Sehr geehrte Die Linke,

ich habe keine Ahnung, ob es in eurem Vorstandsbüro oder bei der Bun­des­tags­fraktion jemanden gibt, der den Blog von fefe wenigstens quer mitliest und den Extrakt daraus an kompetente Entscheider durchreicht. Ihr hättet ein Füllhorn an Erkenntnissen für euer gesellschaftliches Selbstverständnis abschnorcheln können. Falls Interesse besteht, internetdrucke ich euch die Kerngedanken aus, vertüte die halbe DIN-A4-Seite und lasse das per Schneckenpost zustellen. Die Kosten sind überschaubar und werden von mir übernommen.

Ihr hättet mal seine posts zu den Piraten lesen sollen, dann wärt ihr jetzt um einiges schlauer. Die Piraten haben in den vergangenen Tagen die Stunden der Gunst nicht erkannt und die Situation dermaßen gründlich verkackt, daß bei mir im Keller bereits das Rieselfeld wieder hochblubbert, auf dem das Haus errichtet wurde, in dem ich wohne.

Die Akklamation von Gauck zum Präsidenten ist gegessen. Da hilft kein Jam­mern und kein Klagen.

Sich in einer solchen Situation der öffentlichen Politwichserei hinzugeben und einen eigenen Kandidaten der Linken zu suchen, der das gesamte deutsche Volk in Würde repräsentiert, das ist schon sehr grenzwertig, was ihr da mo­men­tan veranstaltet. Ihr beschädigt in aller Öffentlichkeit Per­so­nen, die offen­sicht­lich bereit sind, dieses unwürdige Spiel mit­zu­spielen.

Ergo wiederhole ich noch einmal das bereits Gefragte.
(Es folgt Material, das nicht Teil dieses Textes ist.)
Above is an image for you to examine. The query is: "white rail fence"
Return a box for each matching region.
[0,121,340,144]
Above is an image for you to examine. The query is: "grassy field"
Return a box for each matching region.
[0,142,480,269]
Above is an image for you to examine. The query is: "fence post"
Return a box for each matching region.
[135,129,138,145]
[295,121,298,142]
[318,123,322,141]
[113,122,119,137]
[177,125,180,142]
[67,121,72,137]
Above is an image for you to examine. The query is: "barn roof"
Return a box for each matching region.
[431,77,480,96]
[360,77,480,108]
Eure Kandidaten sind im Durchschnitt genau 70. Da darf eine Frage zu­min­dest erlaubt sein. Ihr wollt uns jetzt nicht verarschen? Oder etwa doch?

Zu retten seid ihr leider nicht mehr, denn es würde nur die Notbremse helfen: Niemanden nominieren und gegen Gauck stimmen. Mehr müßt ihr nicht tun. Aber, so scheint mir, ihr seid da leider noch ganz bei Hegel, der, wenn ich mich recht entsinne, den Spruch erfand

Freiheit ist die Einsicht in die Trostlosigkeit.

Ihr lebt derzeit diese trostlose Freiheit in aller Öffentlichkeit aus.

Leider hat erst Engels jene denkerische Mühe aufgewandt, den tiefen Sinn dieses Bonmots zu erfassen. Im Anti-Dühring entwickelt er den Hegel­schen Gedanken weiter und schreibt:

Freiheit des Willens heißt daher nichts andres als die Fähigkeit, mit Sachkenntnis entscheiden zu können.

Bis zur Aneignung der Sachkenntnis über eure Trostlosigkeit ist es noch ein langer Weg. Seid so frei und geht diesen Weg. Ich für mich zweifel an, daß ihr noch gebraucht werdet. Zumindest nicht so, wie ihr euch tages­aktuell geriert.